United Bank for Africa has launched a comprehensive diaspora banking and investment platform designed to redirect Africa’s $100 billion annual remittance flows away from household consumption and into structured, long-term financial products. Unveiled at UBA’s global headquarters in Lagos on February 15 under the theme “Beyond Banking: Powering the Global African Lifestyle,” the platform integrates banking, payments, investments, insurance, pensions, and real estate solutions into a single digital ecosystem. It was built in partnership with United Capital, Africa Prudential, UBA Pensions, Afriland Properties, Heirs Insurance Group, and Avon Healthcare Limited, and is accessible to Africans living across Europe, North America, the Middle East, and beyond.
Key points
- UBA launched a diaspora banking and investment platform on February 15, 2026, in Lagos
- The platform targets Africa’s $100 billion annual remittance flows, aiming to redirect a portion into structured investment
- Products include banking, payments, savings, investments, securities, insurance, pensions, and real estate
- Partners include United Capital, Africa Prudential, UBA Pensions, Afriland Properties, Heirs Insurance Group, and Avon Healthcare Limited
- UBA operates in approximately 20 African countries with offices in London, Paris, New York, and Dubai
- Remittances to Africa now exceed $100 billion annually, surpassing FDI as a source of foreign capital in many markets
- Nigeria and Morocco are among the top 15 global remittance recipients, at $19.8 billion and $12 billion respectively
The platform represents a conceptual shift in how Africa’s financial institutions are approaching the diaspora. For decades, the relationship has been transactional: money sent home to cover household costs. UBA’s initiative repositions diaspora Africans as long-term investors and wealth builders rather than remitters, offering them access to asset management, pension schemes, insurance products, and property investment in a single regulated environment. If the platform succeeds in capturing even a small fraction of the $100 billion annual flow for structured investment products, the impact on Africa’s domestic capital markets could be considerable.

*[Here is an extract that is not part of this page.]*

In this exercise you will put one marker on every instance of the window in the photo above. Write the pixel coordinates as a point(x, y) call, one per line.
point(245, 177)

Why it matters: Diaspora remittances are already one of the most resilient and consistent sources of capital flowing into Africa. Converting even a portion of that flow from consumption to investment, through transparent, regulated, and accessible financial products, could deepen African capital markets and finance productive sectors in a way that foreign aid and traditional FDI have struggled to achieve at scale.